In March 2015, Panama disease caused by Fusarium oxysporum f. sp. cubense tropical race 4 (TR4), was detected on a single farm in Australia’s major banana growing area in north Queensland. This area accounts for 95% of Australian banana production, valued at approximately AU$600 million annually. The soil borne pathogen produces chlamydospores that can survive for decades. It is commonly spread by movement of infected plant material, infested soil and water. There is no cure or treatment for Panama disease tropical race 4.
Biosecurity Queensland, part of Queensland’s Department of Agriculture and Fisheries (DAF), in partnership with the Australian Government and the Australian Banana Growers’ Council (ABGC), mounted a major emergency response.
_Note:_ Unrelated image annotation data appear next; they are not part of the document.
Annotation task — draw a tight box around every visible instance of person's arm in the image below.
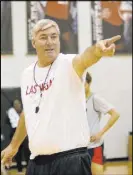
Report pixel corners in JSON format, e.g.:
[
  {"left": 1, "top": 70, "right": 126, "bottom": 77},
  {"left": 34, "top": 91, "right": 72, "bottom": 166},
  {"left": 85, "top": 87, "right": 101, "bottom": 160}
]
[
  {"left": 1, "top": 112, "right": 27, "bottom": 166},
  {"left": 10, "top": 112, "right": 27, "bottom": 148},
  {"left": 72, "top": 35, "right": 121, "bottom": 78},
  {"left": 90, "top": 109, "right": 120, "bottom": 142},
  {"left": 90, "top": 96, "right": 120, "bottom": 142}
]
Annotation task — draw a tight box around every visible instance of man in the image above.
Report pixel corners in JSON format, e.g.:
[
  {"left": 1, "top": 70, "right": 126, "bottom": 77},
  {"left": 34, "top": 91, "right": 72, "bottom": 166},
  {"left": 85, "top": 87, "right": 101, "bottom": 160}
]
[
  {"left": 85, "top": 72, "right": 119, "bottom": 175},
  {"left": 7, "top": 99, "right": 30, "bottom": 174},
  {"left": 1, "top": 19, "right": 120, "bottom": 175}
]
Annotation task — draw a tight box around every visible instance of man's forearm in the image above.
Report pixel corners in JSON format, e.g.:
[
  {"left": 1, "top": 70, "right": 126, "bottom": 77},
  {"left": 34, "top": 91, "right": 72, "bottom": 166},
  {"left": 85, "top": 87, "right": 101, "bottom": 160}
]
[
  {"left": 11, "top": 112, "right": 27, "bottom": 148},
  {"left": 81, "top": 45, "right": 102, "bottom": 70},
  {"left": 100, "top": 113, "right": 119, "bottom": 136}
]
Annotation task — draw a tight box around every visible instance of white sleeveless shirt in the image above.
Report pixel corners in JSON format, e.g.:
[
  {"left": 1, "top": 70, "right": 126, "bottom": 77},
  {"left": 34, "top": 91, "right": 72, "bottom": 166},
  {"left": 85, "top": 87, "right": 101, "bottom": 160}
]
[{"left": 21, "top": 53, "right": 90, "bottom": 159}]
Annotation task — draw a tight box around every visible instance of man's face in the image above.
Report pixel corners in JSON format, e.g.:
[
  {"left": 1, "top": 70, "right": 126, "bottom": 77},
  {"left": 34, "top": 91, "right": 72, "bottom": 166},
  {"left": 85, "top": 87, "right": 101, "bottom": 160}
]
[
  {"left": 14, "top": 100, "right": 22, "bottom": 112},
  {"left": 33, "top": 26, "right": 60, "bottom": 61}
]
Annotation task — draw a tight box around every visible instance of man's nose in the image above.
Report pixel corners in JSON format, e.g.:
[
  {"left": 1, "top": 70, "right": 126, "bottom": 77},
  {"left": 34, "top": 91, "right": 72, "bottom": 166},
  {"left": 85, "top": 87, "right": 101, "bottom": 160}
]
[{"left": 47, "top": 37, "right": 53, "bottom": 44}]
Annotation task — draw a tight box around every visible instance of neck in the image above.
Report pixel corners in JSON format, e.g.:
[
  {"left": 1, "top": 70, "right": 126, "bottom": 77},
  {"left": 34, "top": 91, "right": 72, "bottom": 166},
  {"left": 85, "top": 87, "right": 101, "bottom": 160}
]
[
  {"left": 86, "top": 91, "right": 92, "bottom": 99},
  {"left": 37, "top": 59, "right": 53, "bottom": 67}
]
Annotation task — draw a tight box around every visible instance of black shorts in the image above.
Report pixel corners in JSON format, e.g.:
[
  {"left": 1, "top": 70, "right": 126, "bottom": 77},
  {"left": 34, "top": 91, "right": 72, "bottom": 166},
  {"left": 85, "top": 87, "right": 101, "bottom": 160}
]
[
  {"left": 26, "top": 148, "right": 91, "bottom": 175},
  {"left": 88, "top": 145, "right": 104, "bottom": 165}
]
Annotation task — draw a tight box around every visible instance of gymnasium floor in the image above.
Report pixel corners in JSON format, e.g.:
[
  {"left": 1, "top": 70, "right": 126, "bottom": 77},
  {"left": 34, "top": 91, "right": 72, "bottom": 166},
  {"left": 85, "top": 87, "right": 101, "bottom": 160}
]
[{"left": 3, "top": 161, "right": 132, "bottom": 175}]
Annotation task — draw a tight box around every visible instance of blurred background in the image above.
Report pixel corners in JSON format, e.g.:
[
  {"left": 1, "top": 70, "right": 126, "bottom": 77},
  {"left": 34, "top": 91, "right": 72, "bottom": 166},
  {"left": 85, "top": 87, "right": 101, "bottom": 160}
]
[{"left": 1, "top": 1, "right": 132, "bottom": 175}]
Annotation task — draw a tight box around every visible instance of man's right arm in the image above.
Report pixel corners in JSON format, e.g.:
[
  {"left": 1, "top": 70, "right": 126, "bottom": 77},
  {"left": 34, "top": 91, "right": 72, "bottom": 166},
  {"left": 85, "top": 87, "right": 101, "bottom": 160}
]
[
  {"left": 10, "top": 112, "right": 27, "bottom": 148},
  {"left": 1, "top": 112, "right": 27, "bottom": 166}
]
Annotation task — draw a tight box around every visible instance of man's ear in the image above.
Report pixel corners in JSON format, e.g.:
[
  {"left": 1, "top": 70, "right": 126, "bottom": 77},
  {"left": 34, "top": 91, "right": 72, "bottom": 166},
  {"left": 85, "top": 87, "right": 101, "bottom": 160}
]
[{"left": 32, "top": 39, "right": 36, "bottom": 48}]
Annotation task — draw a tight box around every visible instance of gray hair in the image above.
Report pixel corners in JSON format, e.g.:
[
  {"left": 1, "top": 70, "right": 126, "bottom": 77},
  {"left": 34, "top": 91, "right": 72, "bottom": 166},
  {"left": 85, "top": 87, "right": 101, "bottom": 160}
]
[{"left": 31, "top": 19, "right": 60, "bottom": 39}]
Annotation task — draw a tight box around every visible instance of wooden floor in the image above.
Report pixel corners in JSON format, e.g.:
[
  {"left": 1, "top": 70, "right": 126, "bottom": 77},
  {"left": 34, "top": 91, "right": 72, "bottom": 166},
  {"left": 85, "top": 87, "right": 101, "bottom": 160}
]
[{"left": 1, "top": 161, "right": 132, "bottom": 175}]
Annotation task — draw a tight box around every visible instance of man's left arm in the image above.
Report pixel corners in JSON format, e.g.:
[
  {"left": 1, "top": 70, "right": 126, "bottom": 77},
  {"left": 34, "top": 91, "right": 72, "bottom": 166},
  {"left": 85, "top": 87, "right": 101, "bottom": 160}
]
[{"left": 72, "top": 35, "right": 121, "bottom": 78}]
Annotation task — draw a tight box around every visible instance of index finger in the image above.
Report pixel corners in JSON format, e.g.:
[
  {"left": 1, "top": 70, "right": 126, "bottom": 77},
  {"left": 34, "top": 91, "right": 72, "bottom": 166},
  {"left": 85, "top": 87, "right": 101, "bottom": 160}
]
[
  {"left": 1, "top": 151, "right": 5, "bottom": 159},
  {"left": 108, "top": 35, "right": 121, "bottom": 44}
]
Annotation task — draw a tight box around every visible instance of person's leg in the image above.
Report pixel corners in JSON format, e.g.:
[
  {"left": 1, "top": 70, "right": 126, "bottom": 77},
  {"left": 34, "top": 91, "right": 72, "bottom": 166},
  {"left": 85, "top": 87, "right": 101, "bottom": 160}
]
[
  {"left": 15, "top": 145, "right": 23, "bottom": 172},
  {"left": 91, "top": 146, "right": 103, "bottom": 175}
]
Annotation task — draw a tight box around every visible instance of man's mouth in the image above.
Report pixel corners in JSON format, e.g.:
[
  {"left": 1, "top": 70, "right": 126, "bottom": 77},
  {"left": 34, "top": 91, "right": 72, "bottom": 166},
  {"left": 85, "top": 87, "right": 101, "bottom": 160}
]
[{"left": 45, "top": 49, "right": 54, "bottom": 52}]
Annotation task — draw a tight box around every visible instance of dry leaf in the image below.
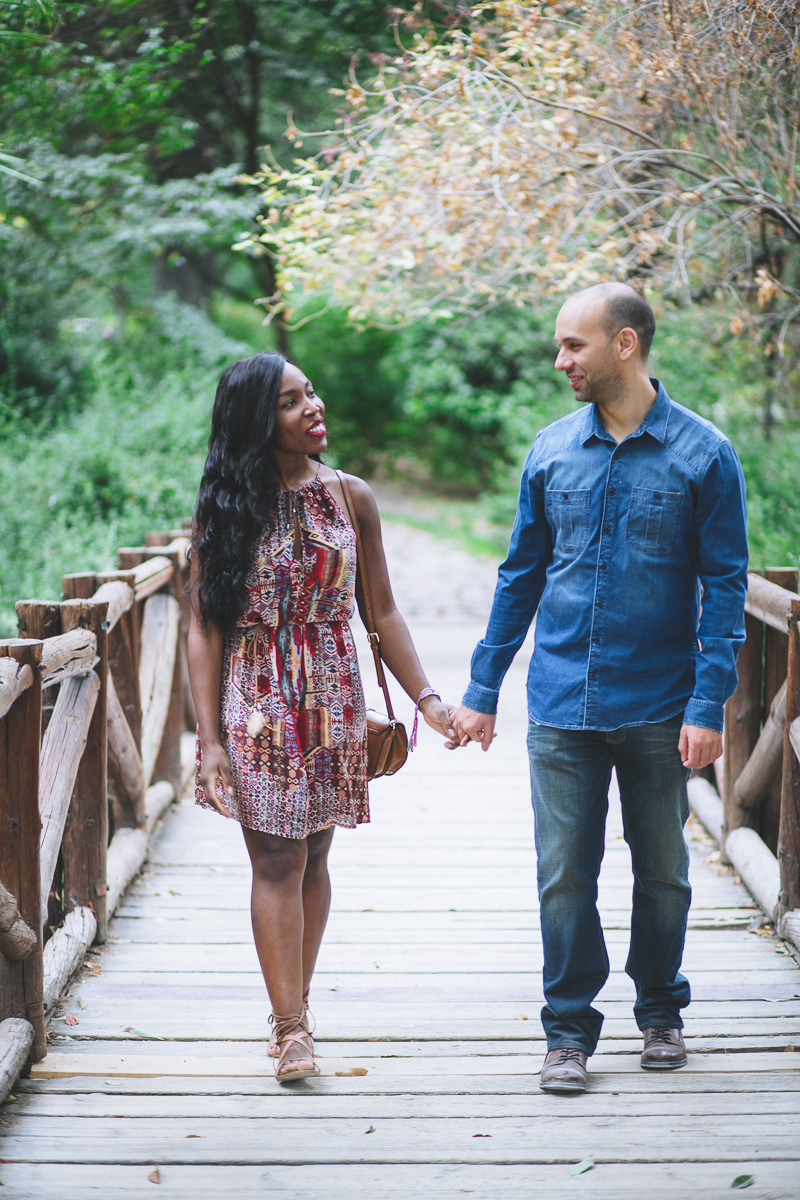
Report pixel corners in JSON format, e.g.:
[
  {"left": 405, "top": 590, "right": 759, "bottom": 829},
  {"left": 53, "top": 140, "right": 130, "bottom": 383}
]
[{"left": 570, "top": 1158, "right": 595, "bottom": 1175}]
The objectives of the response were to delimit disease distribution in Queensland, prevent disease spread from the affected property, and to encourage active participation in the response to facilitate industry resilience, recovery and sustainability.
The infested property and a linked property remain under quarantine. Initially the affected properties were returned to trade under strict biosecurity conditions. In October 2016, both properties were purchased by the ABGC, all banana plants on the properties were destroyed and risk mitigation measures to prevent disease spread remain in place.
This presentation describes the strategies, based on rigorous scientific knowledge and Queensland’s regulatory framework, being deployed in the emergency response program. The strong partnership between government and industry, with commitment from all stakeholders, gives Queensland a fighting chance to live sustainably with TR4 and minimise its impact.